I mentioned the short sentence. I, too, welcome the increase in the tariff in the sentencing for those people who kill via drink-driving from 14 years to life. However, that did not apply in this case, and I think it is entirely legitimate for any family who have been robbed of the life of their loved one to look at the sentence that has been afforded and say, “Three months and three weeks is not justice.” I have sympathy with the family for the way in which they seek to pursue that aim through the courts, and now through politics as well. My hon. Friend the Member for Neath mentioned one of the remarks of the judge in this case: that “the surest thing” was that the offender would have to live with the consequences. No, the surest thing is that the family will have to live with the consequences for much longer, and with a much deeper sense of pain and loss, than the offender. That is why there is a real difficulty in relation to this issue.
My hon. Friend echoed the words of the family: driving is a privilege, not a right. One of the questions that we must ask ourselves in this place is, “To what extent does that privilege apply where a vehicle has been used to either kill or maim someone and the driver has been under the influence of drugs or alcohol?” At that point, it is reasonable for us as Parliament to take a view as to whether there should be a legal ability to prevent that person from driving. Indeed, to a certain extent, we have already taken that view: long before I or my neighbour, the hon. Member for Plymouth, Moor View, was in this place, Parliament passed legislation that put bail conditions on those individuals. There is precedent here, but that view has not been applied to release under investigation in the same way, so there is a sound argument for looking at whether RUI has changed the social contract—the deal—between the state and victims as to what applies in the event of someone being maimed or seriously hurt when a driver has been under the influence of drugs or alcohol.

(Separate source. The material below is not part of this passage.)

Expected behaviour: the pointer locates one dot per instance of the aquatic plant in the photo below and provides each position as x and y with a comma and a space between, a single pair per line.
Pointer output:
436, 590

It is important to look at that issue.
The challenge in this debate is not only how we can remember Tom, and give the family who have campaigned so thoroughly, professionally and compassionately in his memory the justice that the courts, through the low-bar sentencing, did not deliver. The challenge is also how we can we prevent this from happening in future. The responsibility and obligation that falls on parliamentarians is to ensure that no other family goes through what Tom’s family have gone through. The hon. Member for Plymouth, Moor View has been pursuing that aim with the family for some time, and I act as his assistant in this respect to support the measures he has taken.
I would, however, like to add some words of caution. I am concerned that if we give extra responsibilities to the police or the courts system without adequately resourcing them, justice could be further delayed. If steps are to be taken, I would like them to be accompanied by the proper resources, to ensure that doing so does not elongate the process in relation to any cases and that we continue to reinforce the primacy of the courts in this matter. The ability of the police themselves to deliver restrictions on the kerbside or from the point of charge should always be tempered by the ability of a court to judge the person involved. Drink and drug-driving is one of those offences that is peculiar among cases in the criminal justice system, in that the courts see people from every single walk of life. It is important that when applications are put in, everyone can have justice when their cases are heard, but most importantly, that the victims and their families in those cases can have justice at the same time.
I would be grateful if the Minister could look at some of those aspects of this issue. I appreciate that, as a Minister in the Department for Transport, many of the aspects I have raised are not her responsibility. However, there is a need to join up with the Home Office and the Ministry of Justice to ensure that the right questions are being asked of the competent Departments in relation to this issue, so that Tom’s family can truly have justice and the likelihood of something like this happening again can be reduced.